Although the inductive research approach followed allows us to generalize requirements for metamodeling languages, it also raises some problems. The first one deals with the expressive power of the chosen metamodeling languages (i.e. OPRR and GOPRR). Their predefined classification schemata will influence our view of methods. Second, the metamodeling languages applied could not describe all method knowledge. However, those parts of the method knowledge which we were not able to classify according to the metamodeling language, and thus not described in the metamodels, were recorded into a diary. These additional descriptions were attached into the metamodels as free-form descriptions and are also partly discussed in Section 4.3 when we evaluate the metamodels. In fact, most aspects of methods which could not be modeled are generalized as requirements for metamodeling languages in Section 4.4. Because the tools were driven by the metamodels developed, these unclassified aspects of methods were not taken into consideration during the tool implementation.

4.2.3 Tool implementation

As mentioned above, method modeling included an examination of how the selected methods could be modeled and supported by a modeling tool. Consequently, methods were adapted into two metaCASE tools, called MetaEdit (Smolander et al. 1990, MetaCase 1994) and MetaEdit+ (Kelly et al. 1996, MetaCase 1996a, 1996b). By adaptation we mean a representation of a given method in a tool in such a way that the CASE tool can support modeling tasks as prescribed by the method (Tolvanen and Lyytinen 1993). In the selected metaCASE tools the adaptation is relatively easy and straightforward since metamodels are almost directly applicable as method specifications in the tool.

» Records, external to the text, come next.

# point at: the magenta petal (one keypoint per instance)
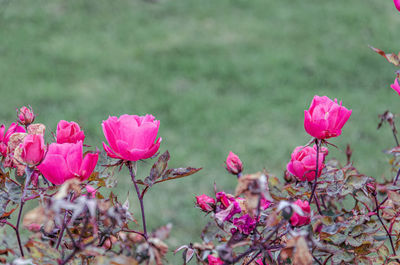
(74, 157)
(110, 152)
(55, 169)
(88, 165)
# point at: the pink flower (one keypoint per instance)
(397, 4)
(303, 162)
(265, 203)
(25, 115)
(395, 85)
(131, 137)
(325, 118)
(64, 161)
(233, 164)
(260, 262)
(69, 132)
(205, 202)
(228, 206)
(214, 260)
(245, 224)
(5, 136)
(296, 219)
(33, 149)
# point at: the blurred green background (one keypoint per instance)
(220, 75)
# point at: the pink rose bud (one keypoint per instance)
(395, 86)
(69, 132)
(33, 149)
(5, 136)
(131, 137)
(397, 4)
(325, 118)
(298, 220)
(233, 164)
(205, 202)
(26, 116)
(212, 260)
(303, 162)
(260, 262)
(91, 191)
(64, 161)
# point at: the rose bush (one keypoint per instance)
(323, 211)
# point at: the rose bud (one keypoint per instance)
(131, 137)
(233, 164)
(297, 219)
(69, 132)
(33, 149)
(245, 224)
(65, 161)
(205, 202)
(303, 162)
(325, 118)
(395, 86)
(212, 260)
(26, 116)
(5, 136)
(397, 4)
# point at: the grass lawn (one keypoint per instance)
(220, 75)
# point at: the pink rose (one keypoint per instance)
(325, 118)
(245, 224)
(303, 162)
(233, 164)
(69, 132)
(395, 85)
(25, 115)
(260, 262)
(131, 137)
(397, 4)
(214, 260)
(64, 161)
(5, 136)
(296, 219)
(228, 206)
(33, 149)
(205, 202)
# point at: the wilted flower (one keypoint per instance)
(297, 219)
(212, 260)
(245, 224)
(64, 161)
(131, 137)
(303, 162)
(325, 118)
(395, 86)
(205, 202)
(33, 149)
(69, 132)
(233, 164)
(25, 115)
(5, 136)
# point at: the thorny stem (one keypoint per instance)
(63, 225)
(316, 174)
(384, 226)
(395, 137)
(28, 172)
(129, 165)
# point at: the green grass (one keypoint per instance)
(220, 75)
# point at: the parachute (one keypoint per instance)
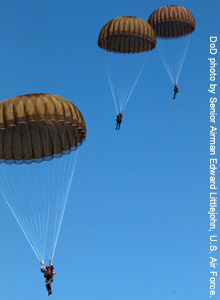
(125, 36)
(35, 130)
(173, 25)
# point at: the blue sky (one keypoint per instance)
(136, 222)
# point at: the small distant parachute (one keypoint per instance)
(35, 130)
(125, 35)
(173, 24)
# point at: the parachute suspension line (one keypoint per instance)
(57, 196)
(113, 92)
(135, 83)
(182, 58)
(70, 172)
(123, 71)
(43, 198)
(17, 217)
(172, 53)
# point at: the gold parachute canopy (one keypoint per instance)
(38, 127)
(127, 35)
(172, 21)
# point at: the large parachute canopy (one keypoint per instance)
(173, 24)
(125, 35)
(35, 130)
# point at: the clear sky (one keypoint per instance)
(136, 222)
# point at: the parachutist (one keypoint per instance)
(176, 90)
(48, 274)
(118, 120)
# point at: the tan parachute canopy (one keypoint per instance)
(39, 127)
(127, 35)
(172, 21)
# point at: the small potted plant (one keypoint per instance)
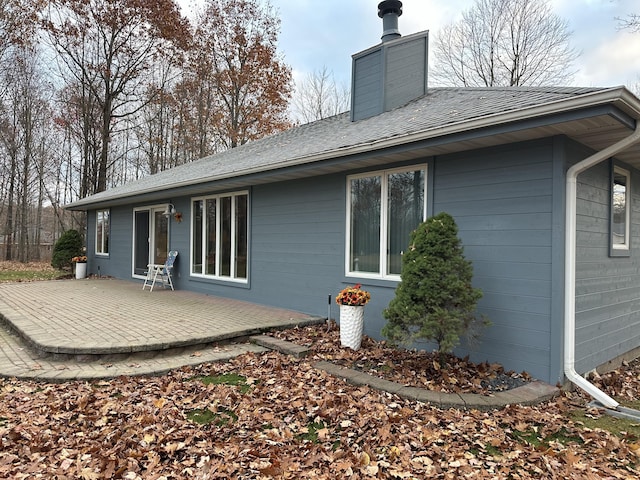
(81, 266)
(352, 301)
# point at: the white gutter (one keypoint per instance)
(570, 265)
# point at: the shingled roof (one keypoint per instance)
(440, 113)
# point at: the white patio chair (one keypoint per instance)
(163, 270)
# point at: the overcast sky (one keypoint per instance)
(326, 33)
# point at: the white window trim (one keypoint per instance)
(626, 245)
(380, 275)
(101, 253)
(217, 276)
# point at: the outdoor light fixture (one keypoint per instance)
(169, 210)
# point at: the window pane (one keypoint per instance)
(211, 237)
(241, 236)
(405, 209)
(225, 233)
(105, 232)
(364, 251)
(102, 231)
(619, 234)
(99, 230)
(197, 237)
(161, 236)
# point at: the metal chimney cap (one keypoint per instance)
(389, 6)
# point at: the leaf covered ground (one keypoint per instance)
(447, 373)
(274, 416)
(28, 272)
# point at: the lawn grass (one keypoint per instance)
(28, 272)
(620, 427)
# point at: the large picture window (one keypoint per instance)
(219, 236)
(620, 208)
(383, 208)
(102, 232)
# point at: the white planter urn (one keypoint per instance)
(351, 326)
(81, 270)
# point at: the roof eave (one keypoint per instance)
(620, 97)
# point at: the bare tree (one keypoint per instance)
(505, 43)
(630, 22)
(107, 47)
(319, 96)
(236, 50)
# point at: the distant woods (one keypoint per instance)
(95, 93)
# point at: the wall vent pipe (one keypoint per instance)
(389, 11)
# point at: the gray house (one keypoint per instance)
(544, 184)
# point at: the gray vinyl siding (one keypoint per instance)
(118, 262)
(389, 75)
(406, 72)
(607, 288)
(296, 249)
(367, 85)
(502, 200)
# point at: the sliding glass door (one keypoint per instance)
(150, 238)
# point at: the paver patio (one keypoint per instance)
(101, 328)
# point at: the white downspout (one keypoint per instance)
(570, 265)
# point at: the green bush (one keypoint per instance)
(68, 246)
(434, 300)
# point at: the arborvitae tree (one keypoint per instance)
(435, 300)
(68, 246)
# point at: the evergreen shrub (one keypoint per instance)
(434, 300)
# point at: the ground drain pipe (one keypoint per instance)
(570, 267)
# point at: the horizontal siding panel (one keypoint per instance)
(604, 284)
(523, 337)
(507, 159)
(536, 288)
(522, 238)
(522, 221)
(498, 206)
(508, 253)
(512, 270)
(506, 318)
(498, 178)
(495, 191)
(516, 303)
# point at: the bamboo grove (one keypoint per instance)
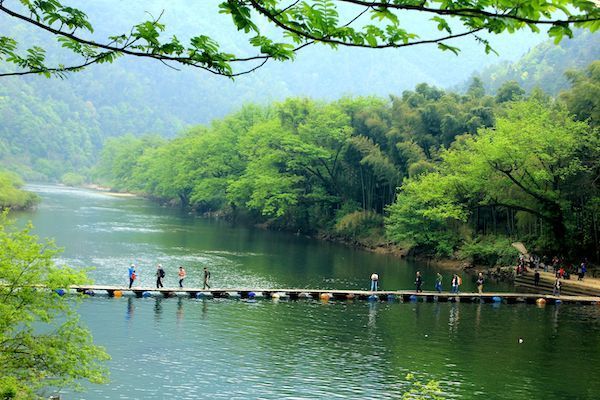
(430, 171)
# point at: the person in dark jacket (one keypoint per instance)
(419, 282)
(160, 273)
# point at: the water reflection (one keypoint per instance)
(130, 309)
(454, 318)
(157, 308)
(372, 314)
(204, 308)
(179, 312)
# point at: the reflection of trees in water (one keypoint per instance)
(372, 314)
(130, 309)
(454, 317)
(555, 319)
(157, 308)
(204, 308)
(179, 312)
(477, 317)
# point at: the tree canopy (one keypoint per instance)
(42, 343)
(449, 173)
(289, 26)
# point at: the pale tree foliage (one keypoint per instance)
(292, 25)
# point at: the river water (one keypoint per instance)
(181, 348)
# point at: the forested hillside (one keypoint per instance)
(52, 126)
(545, 65)
(475, 171)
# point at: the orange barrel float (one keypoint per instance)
(325, 296)
(541, 301)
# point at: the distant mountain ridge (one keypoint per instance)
(48, 127)
(544, 65)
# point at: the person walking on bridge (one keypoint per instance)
(480, 283)
(131, 274)
(557, 285)
(206, 278)
(160, 273)
(438, 283)
(455, 283)
(419, 282)
(182, 276)
(374, 281)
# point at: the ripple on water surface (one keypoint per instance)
(184, 348)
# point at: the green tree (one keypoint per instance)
(42, 343)
(11, 194)
(534, 162)
(583, 99)
(293, 26)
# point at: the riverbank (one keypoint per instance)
(12, 196)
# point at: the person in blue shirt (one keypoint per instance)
(131, 273)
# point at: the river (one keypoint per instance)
(181, 348)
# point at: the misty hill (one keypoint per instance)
(544, 65)
(51, 126)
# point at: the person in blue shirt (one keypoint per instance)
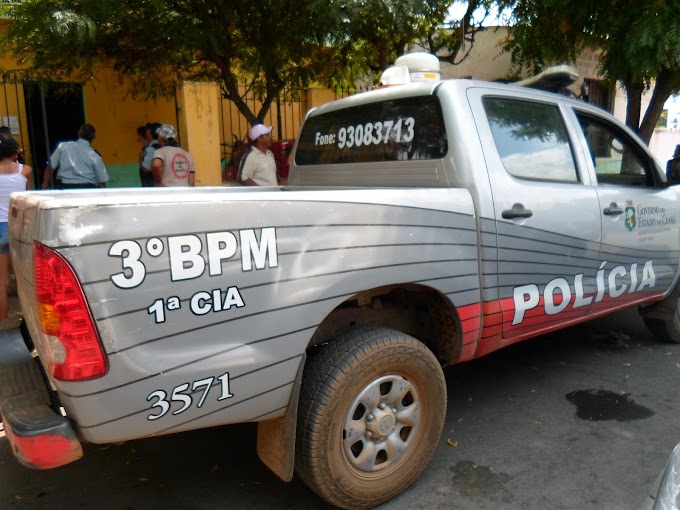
(77, 164)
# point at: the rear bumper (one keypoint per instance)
(40, 437)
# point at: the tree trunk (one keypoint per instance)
(633, 104)
(666, 83)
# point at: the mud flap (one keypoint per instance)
(276, 438)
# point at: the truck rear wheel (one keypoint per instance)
(372, 407)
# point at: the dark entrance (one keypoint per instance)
(54, 113)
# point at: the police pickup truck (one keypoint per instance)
(423, 225)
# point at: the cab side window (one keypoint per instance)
(531, 139)
(615, 156)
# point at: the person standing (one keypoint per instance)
(14, 176)
(146, 158)
(78, 164)
(171, 165)
(673, 167)
(258, 166)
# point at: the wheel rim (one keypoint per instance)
(382, 424)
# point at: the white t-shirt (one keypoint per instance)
(177, 165)
(258, 166)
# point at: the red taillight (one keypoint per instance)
(64, 316)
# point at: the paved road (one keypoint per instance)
(581, 419)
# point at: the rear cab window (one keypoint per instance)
(531, 139)
(406, 129)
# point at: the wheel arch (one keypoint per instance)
(418, 310)
(415, 309)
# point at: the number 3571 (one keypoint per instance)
(188, 394)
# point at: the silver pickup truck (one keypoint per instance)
(424, 225)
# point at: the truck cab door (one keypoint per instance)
(545, 207)
(639, 215)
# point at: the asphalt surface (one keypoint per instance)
(581, 419)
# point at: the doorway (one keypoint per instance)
(54, 112)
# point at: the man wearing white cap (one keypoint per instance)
(171, 165)
(258, 166)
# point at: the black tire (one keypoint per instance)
(376, 392)
(667, 330)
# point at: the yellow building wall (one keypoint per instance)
(199, 129)
(116, 116)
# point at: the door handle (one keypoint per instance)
(612, 210)
(517, 211)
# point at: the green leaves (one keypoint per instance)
(639, 40)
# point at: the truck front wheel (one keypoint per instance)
(372, 407)
(667, 330)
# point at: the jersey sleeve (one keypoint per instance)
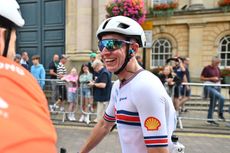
(110, 111)
(151, 107)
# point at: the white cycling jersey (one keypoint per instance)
(143, 111)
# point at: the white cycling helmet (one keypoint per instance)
(10, 14)
(122, 25)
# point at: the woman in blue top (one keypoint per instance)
(84, 79)
(38, 71)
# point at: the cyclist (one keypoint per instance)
(25, 124)
(139, 104)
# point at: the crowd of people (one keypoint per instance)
(174, 76)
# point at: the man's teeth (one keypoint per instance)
(109, 60)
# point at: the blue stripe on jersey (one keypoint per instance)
(127, 112)
(129, 123)
(158, 145)
(155, 137)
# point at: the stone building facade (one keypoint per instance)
(199, 29)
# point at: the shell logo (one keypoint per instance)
(152, 124)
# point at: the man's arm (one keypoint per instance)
(52, 72)
(101, 129)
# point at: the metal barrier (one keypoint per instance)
(197, 104)
(199, 101)
(55, 90)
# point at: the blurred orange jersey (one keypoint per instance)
(25, 125)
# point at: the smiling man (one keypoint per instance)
(139, 104)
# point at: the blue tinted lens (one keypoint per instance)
(110, 45)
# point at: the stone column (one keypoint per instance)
(78, 29)
(196, 5)
(98, 16)
(195, 49)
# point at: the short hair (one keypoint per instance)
(64, 56)
(17, 56)
(96, 63)
(35, 57)
(93, 55)
(24, 52)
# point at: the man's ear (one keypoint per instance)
(135, 47)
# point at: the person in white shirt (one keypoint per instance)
(139, 104)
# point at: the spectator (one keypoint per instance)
(61, 72)
(92, 59)
(24, 60)
(211, 75)
(139, 60)
(53, 75)
(169, 80)
(179, 70)
(185, 89)
(85, 78)
(102, 88)
(38, 71)
(71, 80)
(17, 58)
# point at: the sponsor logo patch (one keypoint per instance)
(152, 124)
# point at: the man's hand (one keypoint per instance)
(91, 83)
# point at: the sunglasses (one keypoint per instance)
(111, 44)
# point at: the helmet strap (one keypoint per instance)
(127, 59)
(5, 52)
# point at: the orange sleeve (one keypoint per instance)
(24, 116)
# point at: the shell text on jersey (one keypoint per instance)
(12, 67)
(152, 124)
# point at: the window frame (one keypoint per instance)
(160, 52)
(226, 52)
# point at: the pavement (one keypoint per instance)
(196, 135)
(73, 137)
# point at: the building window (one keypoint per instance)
(161, 51)
(224, 51)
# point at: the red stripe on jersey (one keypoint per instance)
(156, 141)
(109, 118)
(128, 118)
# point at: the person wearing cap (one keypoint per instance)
(92, 57)
(38, 71)
(211, 75)
(139, 103)
(24, 60)
(61, 72)
(17, 58)
(25, 120)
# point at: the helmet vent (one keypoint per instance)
(123, 26)
(105, 24)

More important than the tool support, however, was the possibility to validate the metamodels. In every modeling task, the lack of correspondence between the real-world and the model raises a question of validity. Correspondence between ISD methods and metamodels is no exception. In our case, tool-related metamodeling offered mechanisms to ensure an equivalence between the metamodels at the type level (i.e. IRD definition level) and system models at the instance level (i.e. IRD level) by modeling with the method: each element in a model must have a corresponding element in the metamodel. In this sense, the metamodels include only those concepts that are essential, and can be supported by a modeling tool. This also confirms that the metamodels are as complete as possible. Accordingly, the method examples shown in the following sections include both the type level definitions (i.e. metamodels) as well as some instance level descriptions (i.e. models). Similarly, Wijers (1991) claims that complete metamodels are so complex that a full verification of them without tool support is unmanageable. Tool support allowed us to check that metamodels were complete in terms of the metamodeling language used, and to make queries on the metamodels (e.g. what kind of relationships are possible between selected objects, what properties are shared between elements of a technique, etc.). The method specifications described in the following section were produced by querying the metamodels that were stored in the repository.

[16] The excluded methods typically focus on early phases of ISD, such as blackboard and brainstorming based methods. Similarly, methods related to project management, configuration management etc. are excluded from our study.

[17] These languages are discussed in Section 3.3.3, in the appendix, and in Tolvanen and Rossi (1996).